Wednesday, July 11, 2018

Speed Limits Can be Dangerous

Ask any budget director for any government jurisdiction (except the federal government) and they will likely tell you that fines and penalties are a major part of their revenue stream. And most of those fines and penalties come from traffic tickets. And a lot of those, perhaps a majority, are speeding tickets.

I am convinced that most speed limits are set not for safety, but for maximizing revenue.

But, you might be saying, if you post a speed limit of 35, people will go 40 mph or even 50 mph. That's true, to a point. But the reason is likely the road is safe at 50 mph and the speed limit was set to maximize revenue. Most people drive at a speed they feel comfortable at, and pay scant attention to the actual speed limit. People aren't suicidal. They drive what they think is safe yet comfortable.

I remember when I drove in Idaho with its 80 mph speed limit on rural interstates. And while I was doing 85 (as I tend to go 5 mph over any speed limit as long as conditions permit) a lot of people weren't even going the speed limit. They weren't comfortable at 80.

Washington State was considering raising the speed limit on part of I-90 from 70 to 75. I went to a public hearing to speak in favor of it. One older woman got up and said she was against it because 70 mph is too fast for her. And I was in a Facebook discussion of speed limits and one person said (and I paraphrase from memory) "A mile per minute is fast enough." That's 60 mph.
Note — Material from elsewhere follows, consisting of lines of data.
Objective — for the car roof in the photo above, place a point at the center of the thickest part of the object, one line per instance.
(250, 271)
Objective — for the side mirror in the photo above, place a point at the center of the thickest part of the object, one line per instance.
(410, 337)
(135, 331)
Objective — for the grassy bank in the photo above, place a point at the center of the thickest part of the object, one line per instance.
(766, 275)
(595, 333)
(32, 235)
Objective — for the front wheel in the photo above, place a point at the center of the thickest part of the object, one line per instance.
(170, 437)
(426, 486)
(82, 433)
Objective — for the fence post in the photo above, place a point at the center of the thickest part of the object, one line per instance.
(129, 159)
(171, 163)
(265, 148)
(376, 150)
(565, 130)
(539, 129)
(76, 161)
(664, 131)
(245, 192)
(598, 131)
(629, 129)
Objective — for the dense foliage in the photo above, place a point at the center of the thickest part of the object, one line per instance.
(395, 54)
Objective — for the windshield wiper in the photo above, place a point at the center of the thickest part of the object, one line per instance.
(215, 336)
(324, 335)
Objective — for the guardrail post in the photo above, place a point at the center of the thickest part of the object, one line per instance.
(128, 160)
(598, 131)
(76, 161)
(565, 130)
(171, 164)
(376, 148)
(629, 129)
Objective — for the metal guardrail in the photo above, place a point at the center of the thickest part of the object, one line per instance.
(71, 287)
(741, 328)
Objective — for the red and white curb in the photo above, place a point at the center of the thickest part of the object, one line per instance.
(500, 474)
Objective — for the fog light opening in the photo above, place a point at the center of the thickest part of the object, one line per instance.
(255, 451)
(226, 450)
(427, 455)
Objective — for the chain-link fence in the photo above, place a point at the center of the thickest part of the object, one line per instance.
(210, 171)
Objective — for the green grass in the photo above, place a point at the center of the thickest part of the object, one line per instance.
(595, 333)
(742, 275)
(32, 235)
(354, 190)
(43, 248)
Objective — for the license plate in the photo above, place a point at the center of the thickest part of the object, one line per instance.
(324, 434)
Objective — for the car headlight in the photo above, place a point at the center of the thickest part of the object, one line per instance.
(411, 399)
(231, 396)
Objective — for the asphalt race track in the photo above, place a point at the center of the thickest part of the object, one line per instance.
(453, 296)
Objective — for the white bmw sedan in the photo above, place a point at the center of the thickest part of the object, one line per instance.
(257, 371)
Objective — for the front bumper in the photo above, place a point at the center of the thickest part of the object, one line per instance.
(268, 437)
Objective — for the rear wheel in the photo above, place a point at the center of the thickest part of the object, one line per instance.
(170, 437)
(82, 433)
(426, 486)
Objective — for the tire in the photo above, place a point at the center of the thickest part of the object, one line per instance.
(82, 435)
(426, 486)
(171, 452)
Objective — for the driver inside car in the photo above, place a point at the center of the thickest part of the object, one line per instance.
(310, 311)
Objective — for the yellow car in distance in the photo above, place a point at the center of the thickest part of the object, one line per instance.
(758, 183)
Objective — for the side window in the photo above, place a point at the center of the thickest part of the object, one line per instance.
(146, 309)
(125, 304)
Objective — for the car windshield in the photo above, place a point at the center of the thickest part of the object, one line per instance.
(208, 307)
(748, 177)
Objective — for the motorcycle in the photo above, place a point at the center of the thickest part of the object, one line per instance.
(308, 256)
I am old enough to remember (and have driven) back when the National Maximum Speed Limit (NMSL) was 55 mph. The problem with that was that governments learned they could make money off of low speed limits. And so did insurance companies so they still lobby for lower speed limits. Why do they make money? Because they raise your rates if you get a speeding ticket. Think about that. Say a road had a speed limit of 70 mph. Then the NMSL went into effect dropping the speed limit to 55 mph. Someone going 65 mph might get a ticket for going 5 mph slower than the old speed limit.

Now if the speed limit were raise to, say 100 mph, there would be very few tickets handed out because most people wouldn't drive that fast. Even I may not drive that fast (or 105 mph). Or I might. I was driving in Poland years ago and I was doing 100 mph on the mostly empty road and I got passed by a white BMW with German plates.

Some people think the faster you go, the more you're risking death or injury. If you crash going 100 mph, you're probably dead. But you first have to crash. A study showed that the further you deviate from the average speed (which may not be the speed limit) the more likely the crash. But the interesting thing, shown in the chart below, is it's more dangerous to go slow than to go fast.

Cars travelling faster or slower than average is what's dangerous. So let's say the speed limit on a road is 35 mph but the average speed is 50 mph. People going the speed limit are actually being more dangerous than people going 55 mph. The 35 mph speed limit is a dangerous speed limit. This is why speed limits should be set via engineering methods and not pulled out of the ear of some bureaucrat or politician to maximize revenue. And a person who thinks they're going safe by going the speed limit (or less) is actually one of the more dangerous drivers on the road.

So what's my point? If speed limits weren't a major revenue stream for governments, we might have speed limits based on reality. Roads would be safer and speed limits would likely be higher.